Towards Reliable and Trustworthy Machine Learning Methods for Medical Imaging
Alan Wang
February 9, 2024, Friday, 2:00 PM - 3:00 PM EST
Abstract
Machine learning (ML) algorithms powering the AI revolution are leading to breakthroughs in medical image analysis. These algorithms are enabling fast and scalable automation of human-expensive tasks like image registration and image reconstruction, while also showing promise in performing more complex, higher-level tasks like diagnosis and prognosis. At the same time, the healthcare arena that AI seeks to disrupt is formidable; healthcare is not only facilitated by domain experts (e.g. doctors and radiologists) who undergo years of training, but also is characterized by a high-stakes setting where safety and trust is critical. Indeed, there is a need for reliable and trustworthy ML in this arena, which can interface with humans, perform well under varying conditions, and accept user input and feedback. In this talk, I will present several ML methods we've developed across various tasks in medical imaging, focused around three directions towards reliability and trustworthiness: interpretability, robustness, and controllability. In the first part of the talk, I will describe an interpretable, robust, and controllable image registration method, called KeyMorph, which uses a deep neural network to extract corresponding keypoints in a pair of images and subsequently uses the keypoints to solve for the desired transformation which aligns the images in closed-form. In the second part of the talk, I will present an inherently interpretable image classification method, called the Nadaraya-Watson Head, which can be seen as a "soft" version of a nearest-neighbors classifier and works by making a classification prediction via comparisons with examples in the training dataset. Furthermore, I will show how we can leverage this model to learn "invariant" representations of images that come from multiple environments (e.g., hospitals) for the purposes of robust domain generalization, starting from rigorous causally-informed assumptions of the data-generating process.
Bio
I am a PhD candidate at Cornell University in the School of Electrical and Computer Engineering, where I am advised by Professor Mert Sabuncu. Currently, I am based in New York City where I am affiliated with Cornell Tech and the Department of Radiology at Weill Cornell Medical School. Previously, I studied Computer Engineering at the University of Illinois at Urbana-Champaign (UIUC).

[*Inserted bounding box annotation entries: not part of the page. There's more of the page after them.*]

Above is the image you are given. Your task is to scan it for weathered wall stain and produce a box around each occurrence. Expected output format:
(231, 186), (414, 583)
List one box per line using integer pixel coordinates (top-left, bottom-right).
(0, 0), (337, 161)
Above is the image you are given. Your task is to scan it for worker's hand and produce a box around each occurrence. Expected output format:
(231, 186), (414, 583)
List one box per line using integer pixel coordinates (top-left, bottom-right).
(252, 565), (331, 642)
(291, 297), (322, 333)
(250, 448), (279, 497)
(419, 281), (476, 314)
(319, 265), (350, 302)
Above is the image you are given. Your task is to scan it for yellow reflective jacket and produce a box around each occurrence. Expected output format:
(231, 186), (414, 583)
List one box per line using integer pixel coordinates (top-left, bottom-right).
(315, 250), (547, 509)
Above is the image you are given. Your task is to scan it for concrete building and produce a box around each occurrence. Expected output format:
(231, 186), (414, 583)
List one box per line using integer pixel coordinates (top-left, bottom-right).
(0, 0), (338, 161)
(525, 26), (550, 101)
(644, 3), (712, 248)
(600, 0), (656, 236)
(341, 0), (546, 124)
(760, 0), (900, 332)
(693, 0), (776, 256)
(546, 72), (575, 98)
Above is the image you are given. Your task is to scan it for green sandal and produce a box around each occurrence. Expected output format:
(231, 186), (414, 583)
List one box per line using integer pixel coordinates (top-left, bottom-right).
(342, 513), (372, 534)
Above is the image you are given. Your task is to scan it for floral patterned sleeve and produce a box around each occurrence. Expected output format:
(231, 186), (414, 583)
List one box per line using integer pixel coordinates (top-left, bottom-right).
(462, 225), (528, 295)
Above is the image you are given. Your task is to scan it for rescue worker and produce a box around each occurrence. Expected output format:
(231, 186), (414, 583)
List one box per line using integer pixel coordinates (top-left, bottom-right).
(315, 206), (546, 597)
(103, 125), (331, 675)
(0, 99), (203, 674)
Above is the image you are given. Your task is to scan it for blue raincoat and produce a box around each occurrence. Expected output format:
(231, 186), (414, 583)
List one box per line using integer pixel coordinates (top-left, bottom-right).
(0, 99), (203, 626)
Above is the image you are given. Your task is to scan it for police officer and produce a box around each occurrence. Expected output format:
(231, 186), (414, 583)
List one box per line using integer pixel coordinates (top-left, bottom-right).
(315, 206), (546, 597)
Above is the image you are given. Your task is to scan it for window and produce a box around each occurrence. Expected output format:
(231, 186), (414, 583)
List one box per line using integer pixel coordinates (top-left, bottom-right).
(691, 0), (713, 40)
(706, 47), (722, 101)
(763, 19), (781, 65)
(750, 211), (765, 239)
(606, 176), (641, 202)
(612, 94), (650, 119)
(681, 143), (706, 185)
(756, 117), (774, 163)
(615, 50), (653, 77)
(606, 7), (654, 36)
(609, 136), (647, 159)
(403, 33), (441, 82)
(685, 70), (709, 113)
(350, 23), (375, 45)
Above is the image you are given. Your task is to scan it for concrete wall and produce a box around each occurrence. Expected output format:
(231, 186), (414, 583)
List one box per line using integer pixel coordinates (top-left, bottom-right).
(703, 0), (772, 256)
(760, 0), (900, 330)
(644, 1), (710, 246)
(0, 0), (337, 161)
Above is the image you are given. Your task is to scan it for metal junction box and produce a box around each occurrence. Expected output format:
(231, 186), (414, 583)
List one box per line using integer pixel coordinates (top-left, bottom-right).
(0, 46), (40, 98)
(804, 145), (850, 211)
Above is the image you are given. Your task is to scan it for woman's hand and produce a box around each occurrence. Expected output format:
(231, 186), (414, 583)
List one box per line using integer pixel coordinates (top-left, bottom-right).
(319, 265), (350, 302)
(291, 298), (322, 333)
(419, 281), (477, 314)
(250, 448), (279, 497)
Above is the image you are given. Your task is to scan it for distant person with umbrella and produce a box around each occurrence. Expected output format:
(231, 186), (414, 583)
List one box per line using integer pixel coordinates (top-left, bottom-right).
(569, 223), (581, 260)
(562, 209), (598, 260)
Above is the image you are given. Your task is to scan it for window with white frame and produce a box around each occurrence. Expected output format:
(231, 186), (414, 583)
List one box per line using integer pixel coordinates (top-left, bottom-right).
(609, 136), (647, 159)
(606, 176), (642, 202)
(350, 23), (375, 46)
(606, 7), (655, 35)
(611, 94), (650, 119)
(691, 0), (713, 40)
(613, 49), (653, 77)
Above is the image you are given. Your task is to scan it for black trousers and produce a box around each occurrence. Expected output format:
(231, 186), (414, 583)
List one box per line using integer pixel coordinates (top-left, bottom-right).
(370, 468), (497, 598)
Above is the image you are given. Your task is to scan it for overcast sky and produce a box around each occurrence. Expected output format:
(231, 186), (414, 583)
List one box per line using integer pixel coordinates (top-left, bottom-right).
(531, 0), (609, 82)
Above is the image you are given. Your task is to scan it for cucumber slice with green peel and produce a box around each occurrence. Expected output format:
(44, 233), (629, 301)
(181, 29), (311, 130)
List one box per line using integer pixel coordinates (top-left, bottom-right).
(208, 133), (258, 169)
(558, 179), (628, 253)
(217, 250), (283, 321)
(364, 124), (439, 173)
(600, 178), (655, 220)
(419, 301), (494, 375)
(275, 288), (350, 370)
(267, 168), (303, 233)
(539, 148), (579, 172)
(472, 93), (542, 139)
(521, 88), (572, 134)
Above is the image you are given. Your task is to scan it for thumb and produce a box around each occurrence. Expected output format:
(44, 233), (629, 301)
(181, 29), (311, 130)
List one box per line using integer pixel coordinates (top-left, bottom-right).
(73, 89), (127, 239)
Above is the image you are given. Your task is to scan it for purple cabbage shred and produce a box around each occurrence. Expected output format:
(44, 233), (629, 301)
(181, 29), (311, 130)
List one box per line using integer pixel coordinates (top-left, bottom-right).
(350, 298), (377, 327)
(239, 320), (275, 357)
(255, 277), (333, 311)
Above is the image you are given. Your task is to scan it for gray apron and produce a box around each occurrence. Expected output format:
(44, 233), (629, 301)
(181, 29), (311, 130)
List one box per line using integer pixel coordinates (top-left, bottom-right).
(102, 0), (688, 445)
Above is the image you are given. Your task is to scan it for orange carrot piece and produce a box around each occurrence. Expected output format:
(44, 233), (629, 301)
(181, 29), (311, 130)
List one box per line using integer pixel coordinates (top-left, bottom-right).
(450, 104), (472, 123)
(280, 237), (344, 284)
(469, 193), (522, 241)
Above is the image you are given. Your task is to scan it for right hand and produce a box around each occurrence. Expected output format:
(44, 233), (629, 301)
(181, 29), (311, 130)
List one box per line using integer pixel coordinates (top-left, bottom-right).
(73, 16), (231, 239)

My research interests lie in the intersection of machine learning and healthcare, especially medical imaging. Specifically, I am interested in building reliable and trustworthy deep learning models such that they are effective in the high-stakes, safety-critical domain of healthcare and work well with human experts like doctors and clinicians. This leads me to be interested in research in interpretability, robustness, and controllability of deep learning models.

During my studies, I've also had the chance to design deep learning models as an intern at Google and MIT Lincoln Laboratory.